In his 14 seasons in Los Angeles as a player, West was a 14 time All-Star, 12 time All-NBA team, five time All-Defensive team, the 1970 NBA scoring champion, the 1972 NBA assists leader, the 1969 NBA Finals MVP, and a 1972 NBA champion.
2. Kobe Bryant
He is a rare athlete that has exceeded all expectations since he came into the NBA.
The 13th overall pick by Charlotte in 1996, Kobe Bryant was immediately traded to Los Angeles. As a rookie, Bryant saw limited minutes, but as the season continued he began to see some more playing time. By 1998, he emerged as a premier shooting guard in the league. Along with Shaquille O'Neal, Bryant helped the Lakers win three straight NBA championships. With career averages of 25.4 points, 5.3 rebounds, 4.8 assists, and 1.5 steals per game, he is considered one of the most complete players in the NBA. He was the first player in NBA history to have at least 30,000 career points and 6,000 career assists. One of the most dangerous scorers in league history, Bryant has the second highest single game scoring performance with 81 points and the record for the most three pointers made in a game with 12.

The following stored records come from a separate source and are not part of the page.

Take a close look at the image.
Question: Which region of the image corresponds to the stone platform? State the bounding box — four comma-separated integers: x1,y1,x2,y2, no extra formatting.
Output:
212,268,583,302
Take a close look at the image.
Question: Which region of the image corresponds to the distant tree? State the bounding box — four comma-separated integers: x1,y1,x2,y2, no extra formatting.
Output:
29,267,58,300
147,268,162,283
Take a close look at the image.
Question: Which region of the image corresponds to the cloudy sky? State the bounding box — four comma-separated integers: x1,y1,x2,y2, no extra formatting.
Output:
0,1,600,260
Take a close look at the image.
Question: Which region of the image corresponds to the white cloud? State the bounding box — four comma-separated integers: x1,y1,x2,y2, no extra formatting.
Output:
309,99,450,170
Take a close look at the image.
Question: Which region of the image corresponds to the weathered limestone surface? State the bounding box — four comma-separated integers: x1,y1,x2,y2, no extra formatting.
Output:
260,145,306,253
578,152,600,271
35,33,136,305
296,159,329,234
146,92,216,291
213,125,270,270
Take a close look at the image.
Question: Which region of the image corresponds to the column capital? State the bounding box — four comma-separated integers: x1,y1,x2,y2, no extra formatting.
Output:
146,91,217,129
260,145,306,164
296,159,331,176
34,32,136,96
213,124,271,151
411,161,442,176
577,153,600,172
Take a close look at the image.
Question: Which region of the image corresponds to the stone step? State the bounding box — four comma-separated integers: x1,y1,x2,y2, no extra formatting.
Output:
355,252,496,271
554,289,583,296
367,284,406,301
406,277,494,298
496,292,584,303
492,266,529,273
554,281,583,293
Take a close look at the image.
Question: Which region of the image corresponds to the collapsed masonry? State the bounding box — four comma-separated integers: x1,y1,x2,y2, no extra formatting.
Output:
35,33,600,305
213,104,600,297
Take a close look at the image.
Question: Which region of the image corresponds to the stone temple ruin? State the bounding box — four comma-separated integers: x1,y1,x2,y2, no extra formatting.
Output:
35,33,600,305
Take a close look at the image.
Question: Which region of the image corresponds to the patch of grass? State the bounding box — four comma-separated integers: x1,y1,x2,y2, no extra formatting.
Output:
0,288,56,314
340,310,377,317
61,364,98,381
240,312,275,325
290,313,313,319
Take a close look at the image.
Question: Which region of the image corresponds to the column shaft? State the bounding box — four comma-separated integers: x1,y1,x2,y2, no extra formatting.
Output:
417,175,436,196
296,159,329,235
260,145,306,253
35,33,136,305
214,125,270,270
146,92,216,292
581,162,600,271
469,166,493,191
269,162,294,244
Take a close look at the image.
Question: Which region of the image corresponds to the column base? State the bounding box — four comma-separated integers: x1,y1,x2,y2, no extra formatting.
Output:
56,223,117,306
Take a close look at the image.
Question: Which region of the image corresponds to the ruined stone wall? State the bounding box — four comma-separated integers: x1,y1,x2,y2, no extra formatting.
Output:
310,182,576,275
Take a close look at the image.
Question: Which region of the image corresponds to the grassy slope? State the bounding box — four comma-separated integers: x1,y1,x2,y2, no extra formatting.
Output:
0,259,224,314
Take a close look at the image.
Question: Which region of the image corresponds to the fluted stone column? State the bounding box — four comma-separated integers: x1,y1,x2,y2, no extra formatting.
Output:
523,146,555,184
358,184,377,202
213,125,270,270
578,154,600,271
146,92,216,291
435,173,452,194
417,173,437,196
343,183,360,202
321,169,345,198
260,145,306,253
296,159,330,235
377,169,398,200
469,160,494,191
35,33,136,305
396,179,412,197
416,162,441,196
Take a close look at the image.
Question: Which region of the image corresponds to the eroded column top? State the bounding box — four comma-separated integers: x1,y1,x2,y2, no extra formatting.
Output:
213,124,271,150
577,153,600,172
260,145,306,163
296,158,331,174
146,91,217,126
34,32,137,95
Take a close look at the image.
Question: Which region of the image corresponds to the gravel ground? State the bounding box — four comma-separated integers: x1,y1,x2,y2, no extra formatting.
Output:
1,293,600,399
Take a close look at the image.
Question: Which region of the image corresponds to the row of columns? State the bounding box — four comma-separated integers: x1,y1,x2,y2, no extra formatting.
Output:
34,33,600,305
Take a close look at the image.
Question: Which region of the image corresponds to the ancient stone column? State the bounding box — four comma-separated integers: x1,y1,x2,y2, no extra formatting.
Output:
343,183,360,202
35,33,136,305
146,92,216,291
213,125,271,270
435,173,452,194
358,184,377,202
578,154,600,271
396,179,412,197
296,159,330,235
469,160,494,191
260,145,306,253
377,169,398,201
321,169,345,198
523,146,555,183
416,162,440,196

In his 19 seasons in Los Angeles, Bryant has been a 18 time All-Star, 15 time All-NBA team, 12 time All-Defensive team, two time NBA scoring champion, four time All-Star Game MVP, the Los Angeles Lakers all time leading scorer, the 2008 NBA MVP, five time NBA champion, and two time NBA Finals MVP.
1. Michael Jordan
Was there really any doubt? "MJ" is not only the greatest shooting guard of all time, but also arguably the best player in NBA history.
The third overall pick by Chicago in 1984, Michael Jordan quickly emerged as THE star of the NBA with his prolific scoring. He earned the nickname "Air Jordan" for his leaping ability, as demonstrated by performing slam dunks from the free throw line. A versatile player playing both guard spots as well as small forward, Jordan could dominate from just about anywhere on the court. He was known throughout his career for being a strong clutch performer. With the Bulls, he decided 25 games with field goals or free throws in the last 30 seconds, including two NBA Finals games and five other playoff games. His competitiveness and work ethic were well known as the Bulls built the franchise around him. Chicago management had to trade away players who were not tough enough to compete with him in practice. After winning three straight NBA championships, Jordan retired in 1993 to pursue a career in baseball. He returned to basketball in 1995 and helped Chicago win three more championships. He retired again in 1998 only to return to play two final seasons in Washington before finally calling it quits in 2003.
In his 15 year career, Jordan was a 14 time All-Star, 11 time All-NBA team, nine time All-Defensive team, 10 time NBA scoring champion, three time NBA steals leader, the all time NBA playoffs scoring leader, the Chicago Bulls all time leading scorer, three time All-Star Game MVP, the 1988 NBA defensive player of the year, five time NBA MVP, six time NBA champion, six time NBA Finals MVP. He was inducted into the basketball Hall of Fame in 2009.